When you are shooting a subject that has a fine regular pattern such as stripes or plaids, a ripple that does not exist on the subject sometimes appears in the image.
An example of this can be seen in the pictures below.
The photo on the left shows the fine plaids pattern on the shirt. The photo on the right is a distance shot of the same shirt. In this photo, you can see a ripple that is not visible in the photo on the left.
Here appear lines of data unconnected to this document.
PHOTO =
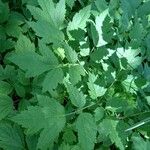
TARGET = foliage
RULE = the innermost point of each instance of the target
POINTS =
(74, 74)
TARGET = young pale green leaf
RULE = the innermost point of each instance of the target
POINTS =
(70, 3)
(52, 79)
(87, 130)
(95, 90)
(77, 98)
(79, 20)
(10, 138)
(6, 106)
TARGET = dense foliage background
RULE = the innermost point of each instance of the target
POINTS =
(74, 74)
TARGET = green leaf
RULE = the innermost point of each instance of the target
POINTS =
(32, 63)
(99, 113)
(131, 55)
(139, 143)
(5, 88)
(4, 12)
(75, 73)
(115, 130)
(101, 5)
(10, 138)
(70, 3)
(94, 33)
(71, 55)
(99, 24)
(143, 10)
(47, 31)
(52, 79)
(79, 20)
(24, 44)
(30, 119)
(48, 12)
(77, 98)
(6, 106)
(55, 116)
(95, 90)
(48, 117)
(87, 130)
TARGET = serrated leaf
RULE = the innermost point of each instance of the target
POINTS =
(10, 138)
(55, 15)
(24, 44)
(6, 106)
(55, 116)
(52, 79)
(139, 143)
(47, 31)
(70, 3)
(48, 117)
(87, 130)
(95, 90)
(77, 97)
(75, 73)
(4, 12)
(79, 20)
(115, 130)
(32, 63)
(99, 23)
(30, 119)
(5, 88)
(71, 55)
This effect is called the Moire effect.
Why does the Moire effect occur?
Digital cameras and camcorders are equipped with imaging devices such as CCD sensors and CMOS sensors that have pixels that are finely aligned horizontally and vertically that convert light into electronic signals. When the pixels and the pattern on the subject overlap slightly misaligned, an interference pattern occurs and a ripple that does not exist on the actual subject may appear. This is the Moire effect.
Look at the image above. This image shows red cross-stripes and black cross-stripes overlapped slightly misaligned. When you look at the entire image, you find a ripple that differs from either of the patterns. This is the same principle that causes the Moire effect.
Preventing the Moire effect
You can reduce this effect by changing the distance, zoom setting or the angle of the image. If you are using a camera with manual focusing, the Moire effect can be reduced by simply changing the focus slightly.
You may find another Moire effect displayed on the LCD of the camera. As this is caused by the aligned pixels on the LCD, this effect does not necessarily appear in pictures you have taken.